Kobe Bryant's last words to Jordan Clarkson are motivating the Utah Jazz guard

Jordan Clarkson won’t forget the advice he received as he waited at the scorer’s table to check in for his first taste of NBA action. He’ll never forget it. His morning had started with a lesson from a legend, a shootaround with Kobe Bryant. That night, as Clarkson prepared to enter his first preseason game, Bryant approached with a few final words.

“We don’t take those [practice] shots for no reason,” Clarkson recalls Bryant saying. “Go out there and shoot ’em.”

The box score from that night shows that Bryant attempted 12 field goals.

Clarkson took 13.

“I got up eight shots in a matter of like 3 minutes,” Clarkson says with a smile. “That’s kind of been my M.O. for real since I’ve been in the league.”

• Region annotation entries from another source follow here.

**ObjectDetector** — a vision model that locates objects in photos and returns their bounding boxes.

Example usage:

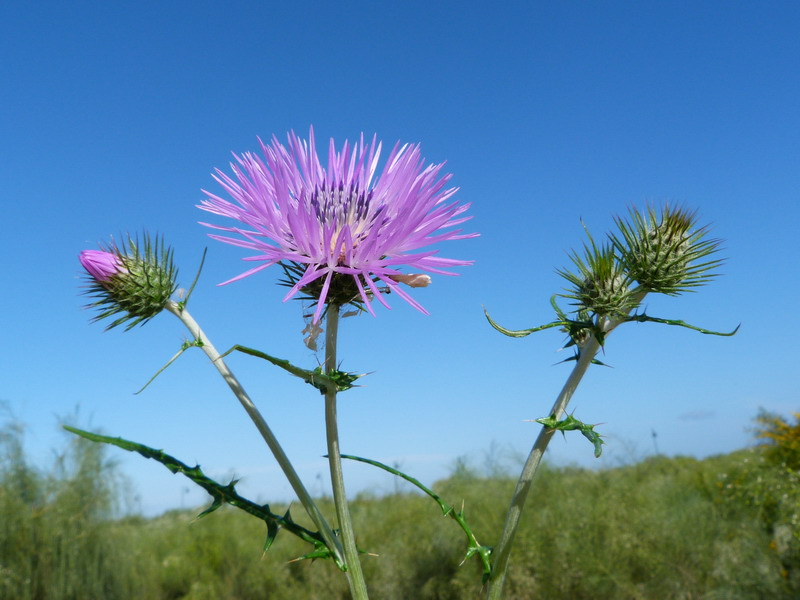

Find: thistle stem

[486,290,647,600]
[325,304,368,600]
[166,301,345,567]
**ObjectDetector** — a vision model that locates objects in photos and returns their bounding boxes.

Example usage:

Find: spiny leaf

[625,313,741,337]
[483,307,568,337]
[64,425,333,558]
[220,344,361,394]
[134,338,203,396]
[535,414,605,458]
[340,454,492,583]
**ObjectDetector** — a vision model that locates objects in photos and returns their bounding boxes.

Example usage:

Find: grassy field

[0,426,800,600]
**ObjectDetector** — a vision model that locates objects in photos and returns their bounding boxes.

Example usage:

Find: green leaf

[625,313,741,337]
[220,344,363,394]
[134,339,203,396]
[535,415,605,458]
[340,454,492,583]
[483,306,567,337]
[64,425,334,568]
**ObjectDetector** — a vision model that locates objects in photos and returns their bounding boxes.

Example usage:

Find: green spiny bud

[79,235,178,331]
[558,236,636,316]
[610,205,722,296]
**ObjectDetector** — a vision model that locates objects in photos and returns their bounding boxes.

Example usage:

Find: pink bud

[389,273,431,287]
[78,250,124,283]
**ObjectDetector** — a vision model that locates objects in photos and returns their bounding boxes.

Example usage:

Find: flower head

[78,250,125,284]
[557,230,636,316]
[611,205,722,296]
[79,235,178,330]
[199,129,477,322]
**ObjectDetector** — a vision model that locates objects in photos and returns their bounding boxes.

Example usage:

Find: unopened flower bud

[611,206,721,296]
[79,236,178,330]
[558,237,636,316]
[78,250,124,283]
[389,273,431,287]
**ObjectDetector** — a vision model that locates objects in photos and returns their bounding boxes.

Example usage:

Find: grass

[0,425,800,600]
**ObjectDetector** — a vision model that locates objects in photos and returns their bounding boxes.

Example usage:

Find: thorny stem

[486,290,647,600]
[166,301,345,566]
[325,304,368,600]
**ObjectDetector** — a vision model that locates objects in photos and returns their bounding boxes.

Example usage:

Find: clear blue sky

[0,2,800,513]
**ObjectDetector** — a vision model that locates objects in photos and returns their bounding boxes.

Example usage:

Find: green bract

[558,235,636,316]
[86,234,178,331]
[610,205,722,296]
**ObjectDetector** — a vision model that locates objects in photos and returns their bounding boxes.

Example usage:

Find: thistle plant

[75,129,477,599]
[486,206,738,600]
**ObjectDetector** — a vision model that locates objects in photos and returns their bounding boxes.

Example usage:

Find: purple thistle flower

[78,250,125,283]
[78,234,178,330]
[198,128,478,323]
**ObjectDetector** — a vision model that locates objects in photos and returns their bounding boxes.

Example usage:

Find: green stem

[166,301,346,567]
[486,291,647,600]
[325,304,368,600]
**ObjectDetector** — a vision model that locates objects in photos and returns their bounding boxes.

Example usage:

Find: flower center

[308,182,382,264]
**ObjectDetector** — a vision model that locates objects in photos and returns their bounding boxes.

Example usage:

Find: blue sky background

[0,2,800,513]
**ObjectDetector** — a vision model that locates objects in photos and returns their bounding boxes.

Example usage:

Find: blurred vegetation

[0,413,800,600]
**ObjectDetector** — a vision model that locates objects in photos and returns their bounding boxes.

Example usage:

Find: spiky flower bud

[558,236,636,316]
[611,206,722,296]
[79,235,178,331]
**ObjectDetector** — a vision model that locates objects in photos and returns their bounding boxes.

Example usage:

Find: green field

[0,426,800,600]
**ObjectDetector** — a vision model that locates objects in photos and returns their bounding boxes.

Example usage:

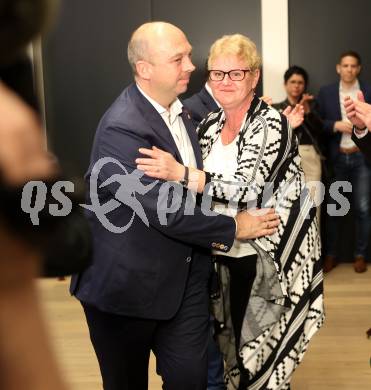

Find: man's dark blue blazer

[183,87,219,126]
[317,81,371,160]
[71,85,235,320]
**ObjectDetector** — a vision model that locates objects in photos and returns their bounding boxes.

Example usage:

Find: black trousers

[216,255,257,390]
[82,258,209,390]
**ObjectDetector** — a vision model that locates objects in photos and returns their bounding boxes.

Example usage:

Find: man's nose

[184,57,196,72]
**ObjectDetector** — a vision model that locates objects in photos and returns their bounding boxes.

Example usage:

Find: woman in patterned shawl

[138,34,324,390]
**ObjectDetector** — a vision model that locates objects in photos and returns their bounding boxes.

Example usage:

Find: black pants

[216,255,257,390]
[83,262,209,390]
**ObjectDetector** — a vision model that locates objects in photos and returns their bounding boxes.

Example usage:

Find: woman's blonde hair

[207,34,261,70]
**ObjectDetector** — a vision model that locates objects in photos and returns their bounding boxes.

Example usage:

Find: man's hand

[235,209,280,240]
[334,121,353,134]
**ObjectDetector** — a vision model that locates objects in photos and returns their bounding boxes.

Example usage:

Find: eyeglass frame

[207,69,253,81]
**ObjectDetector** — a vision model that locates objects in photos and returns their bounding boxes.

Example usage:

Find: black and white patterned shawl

[198,97,324,390]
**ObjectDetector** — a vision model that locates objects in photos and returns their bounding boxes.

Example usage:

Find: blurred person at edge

[136,34,324,390]
[0,0,90,390]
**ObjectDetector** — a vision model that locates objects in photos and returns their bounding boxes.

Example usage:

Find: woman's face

[285,73,305,100]
[209,55,260,109]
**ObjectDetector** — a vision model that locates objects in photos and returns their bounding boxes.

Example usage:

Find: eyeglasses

[209,69,251,81]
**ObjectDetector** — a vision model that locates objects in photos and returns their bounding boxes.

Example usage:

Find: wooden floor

[39,264,371,390]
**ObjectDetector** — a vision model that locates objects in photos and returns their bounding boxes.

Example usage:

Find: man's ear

[135,60,152,80]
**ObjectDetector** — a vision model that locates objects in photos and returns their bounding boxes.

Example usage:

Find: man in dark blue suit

[71,22,278,390]
[318,51,371,272]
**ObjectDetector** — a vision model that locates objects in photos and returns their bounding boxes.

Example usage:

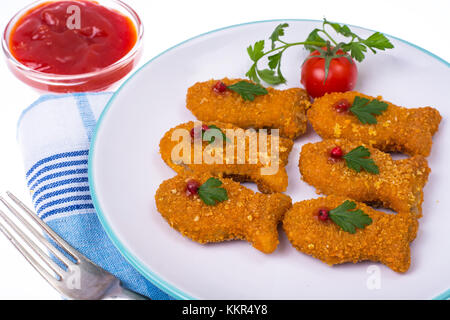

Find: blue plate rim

[88,19,450,300]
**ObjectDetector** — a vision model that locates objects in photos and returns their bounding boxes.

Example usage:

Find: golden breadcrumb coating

[307,92,441,157]
[283,196,417,272]
[186,78,311,139]
[155,173,292,253]
[299,139,430,217]
[159,121,293,193]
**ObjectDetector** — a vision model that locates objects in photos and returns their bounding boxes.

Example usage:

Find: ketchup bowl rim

[2,0,144,81]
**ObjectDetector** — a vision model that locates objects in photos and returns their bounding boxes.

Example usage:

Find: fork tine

[0,210,66,277]
[0,218,59,287]
[0,194,78,267]
[6,191,80,260]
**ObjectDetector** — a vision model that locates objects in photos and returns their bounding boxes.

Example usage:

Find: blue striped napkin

[17,93,171,299]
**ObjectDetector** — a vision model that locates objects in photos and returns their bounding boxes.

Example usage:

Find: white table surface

[0,0,450,299]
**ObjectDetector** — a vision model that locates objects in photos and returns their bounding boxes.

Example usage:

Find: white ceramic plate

[89,20,450,299]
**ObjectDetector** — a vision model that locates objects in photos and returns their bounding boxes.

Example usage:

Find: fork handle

[104,284,151,300]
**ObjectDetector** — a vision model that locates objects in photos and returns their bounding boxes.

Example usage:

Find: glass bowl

[2,0,144,93]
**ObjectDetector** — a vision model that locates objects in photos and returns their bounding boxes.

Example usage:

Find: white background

[0,0,450,299]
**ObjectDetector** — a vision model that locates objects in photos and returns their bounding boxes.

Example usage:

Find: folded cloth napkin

[17,93,171,299]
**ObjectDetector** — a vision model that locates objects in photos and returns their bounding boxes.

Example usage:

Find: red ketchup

[9,1,137,90]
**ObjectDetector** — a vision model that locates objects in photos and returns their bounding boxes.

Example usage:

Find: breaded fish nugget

[299,139,430,217]
[186,78,311,139]
[155,173,292,253]
[307,92,441,157]
[159,121,293,193]
[283,196,417,272]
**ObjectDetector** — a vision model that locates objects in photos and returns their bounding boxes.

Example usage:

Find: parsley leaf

[342,146,380,174]
[363,32,394,53]
[270,23,289,49]
[228,79,270,101]
[305,29,326,52]
[202,124,230,144]
[198,178,228,206]
[342,42,367,62]
[350,96,388,124]
[329,200,373,234]
[247,40,264,62]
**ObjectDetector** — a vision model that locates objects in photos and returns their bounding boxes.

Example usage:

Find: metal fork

[0,192,148,300]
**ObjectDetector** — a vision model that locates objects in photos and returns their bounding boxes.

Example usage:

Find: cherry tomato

[301,48,358,98]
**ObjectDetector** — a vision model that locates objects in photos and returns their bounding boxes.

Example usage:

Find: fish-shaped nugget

[155,174,292,253]
[186,78,311,139]
[283,196,417,272]
[159,121,293,193]
[307,92,441,157]
[299,139,430,217]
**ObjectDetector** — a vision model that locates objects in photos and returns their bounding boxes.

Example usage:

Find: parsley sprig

[246,18,394,85]
[329,200,372,234]
[227,80,267,101]
[198,178,228,206]
[350,96,388,124]
[202,124,230,144]
[342,146,380,174]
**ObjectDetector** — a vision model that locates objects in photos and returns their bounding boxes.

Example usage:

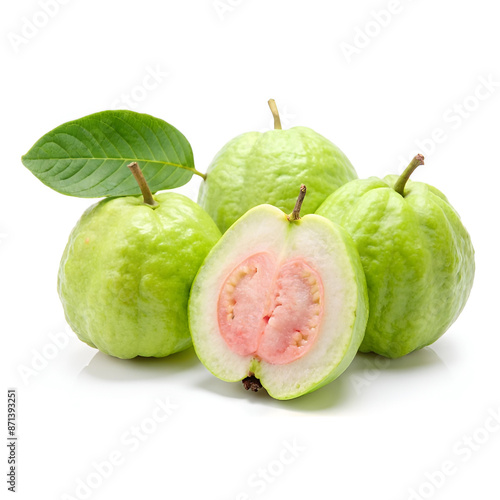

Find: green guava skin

[58,193,221,359]
[198,127,357,233]
[316,175,475,358]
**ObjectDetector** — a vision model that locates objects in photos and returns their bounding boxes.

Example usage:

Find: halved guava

[189,201,368,399]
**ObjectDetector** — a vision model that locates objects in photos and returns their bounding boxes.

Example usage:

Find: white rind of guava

[189,205,368,399]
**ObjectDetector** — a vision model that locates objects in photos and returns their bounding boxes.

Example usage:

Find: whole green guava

[58,189,221,358]
[198,100,357,233]
[316,155,475,358]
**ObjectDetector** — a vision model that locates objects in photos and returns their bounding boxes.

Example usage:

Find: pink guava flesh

[217,253,323,365]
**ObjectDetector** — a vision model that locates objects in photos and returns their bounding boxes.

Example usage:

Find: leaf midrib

[22,156,196,172]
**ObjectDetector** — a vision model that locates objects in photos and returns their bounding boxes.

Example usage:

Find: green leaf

[22,110,203,198]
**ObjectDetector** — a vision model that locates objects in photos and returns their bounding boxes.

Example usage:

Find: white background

[0,0,500,500]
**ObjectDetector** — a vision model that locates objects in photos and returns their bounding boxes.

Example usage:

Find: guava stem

[394,155,424,197]
[242,373,262,392]
[267,99,281,130]
[128,161,158,207]
[288,184,307,221]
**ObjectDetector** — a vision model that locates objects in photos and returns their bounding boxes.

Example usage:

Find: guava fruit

[189,188,368,399]
[198,99,357,233]
[316,155,474,358]
[58,164,221,358]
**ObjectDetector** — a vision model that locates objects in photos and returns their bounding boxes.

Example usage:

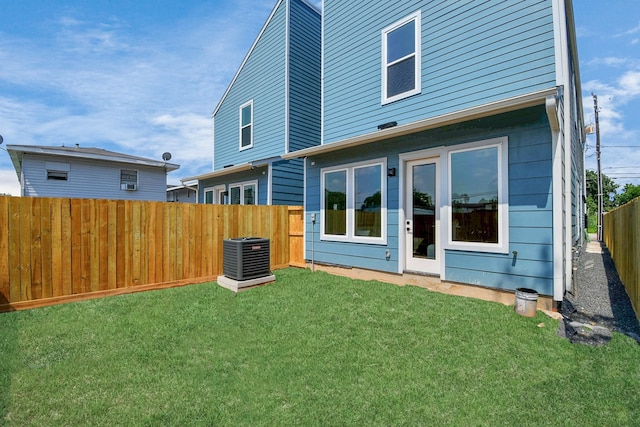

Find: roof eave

[7,145,180,172]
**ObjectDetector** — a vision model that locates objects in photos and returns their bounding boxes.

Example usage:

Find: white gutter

[180,162,256,184]
[282,87,558,160]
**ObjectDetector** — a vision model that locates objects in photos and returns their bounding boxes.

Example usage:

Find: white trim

[211,117,216,170]
[202,187,216,205]
[281,87,557,160]
[238,99,255,151]
[401,154,444,275]
[267,163,273,205]
[286,0,291,154]
[380,10,422,105]
[302,157,308,259]
[320,1,324,147]
[443,136,509,253]
[320,157,387,245]
[398,146,448,280]
[118,168,140,191]
[211,0,283,117]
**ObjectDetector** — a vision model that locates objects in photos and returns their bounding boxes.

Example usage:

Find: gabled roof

[7,144,180,179]
[211,0,322,117]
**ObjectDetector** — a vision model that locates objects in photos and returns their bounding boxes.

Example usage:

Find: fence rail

It’s that fearless scorer’s mentality that has made Clarkson a Sixth Man of the Year candidate, an invaluable member of the Utah Jazz. It is that fearless scorer’s mentality that has helped Clarkson play arguably the best basketball of his career over the past 12 months.

But they have also been some of the hardest months of Clarkson’s life. One year after Bryant and eight others died in a helicopter crash outside of Los Angeles, Clarkson is still grieving, still processing the loss of a basketball icon—but he is more determined than ever to make his mentor proud.

“That’s a big motivator to be honest with you,” Clarkson said. “He’s had hands on my career since I came into the league as a rookie. I didn’t really know much about preparing for a game, the details of what really goes into this. He really kind of taught me everything.”

Clarkson was getting a haircut the first time Bryant reached out to the young shooting guard, who had just recently been selected No. 46 overall in the 2014 draft. At first, Clarkson thought the text message was a joke. There was no way Bryant wanted to talk to him.

“I thought somebody was playing on the phone,” Clarkson said. “Me and my friends always prank and stuff like that. I told him to stop playing. This ain’t Kobe texting my phone.”

It was Bryant after all.

“Welcome to the family,” the legendary guard said.

A bond was formed.

Bryant would become a teammate, a friend, a mentor, a big brother.

“He was everything to me,” Clarkson said.

Bryant was tough on the young guard. Clarkson was at practice the day Bryant infamously walked off the court, yelling at his teammates for being “soft like Charmin.”

“We saw his competitiveness, how he worked, every detail of everything,” Clarkson said.

Clarkson smiles now as he thinks about Bryant calling him and some other young Lakers — D’Angelo Russell, Julius Randle and Larry Nance — out after an ugly loss in Portland. Clarkson believes that helped shape him and his former teammates into the players they are today.

“He was just pushing us to be who we are,” Clarkson said. “All of those guys, we all got a piece of him that I know we’ll never forget. Especially now.”

On Jan. 26, 2020, Clarkson had just finished practice and was lying on a training table when he saw the first reports of a helicopter crash in southern California. Days later, speaking to reporters after scoring 37 points against Denver, Clarkson was still in disbelief.

“That dude was like Superman to me,” Clarkson said. “I still expect to come across something on the news where he’s taking all of those people off the helicopter and coming down that hill. … But I know he would want us to keep going, keep hooping and keep pushing.”

A year later, Clarkson is still coming to terms with Bryant’s death.

“It’s still surreal to be honest with you,” Clarkson said. “Processing this is a situation life has thrown at us. But we’re going to keep staying strong, keep his name alive. He’s always remembered.”

The last time Clarkson talked with Bryant was at the Mamba Academy in Los Angeles. He’d attended an invitational with Kyrie Irving, Kawhi Leonard, Paul George, Jamal Murray, and other NBA stars. After, he stayed and spoke with Bryant.

“Hey bro, I’m pulling for you,” Clarkson recalls him saying. “Keep going. You know I’m always here if you need me.”

Clarkson won’t forget those words, either, every time he walks to the scorer’s table to check in.

“I’m trying to make him proud,” Clarkson said.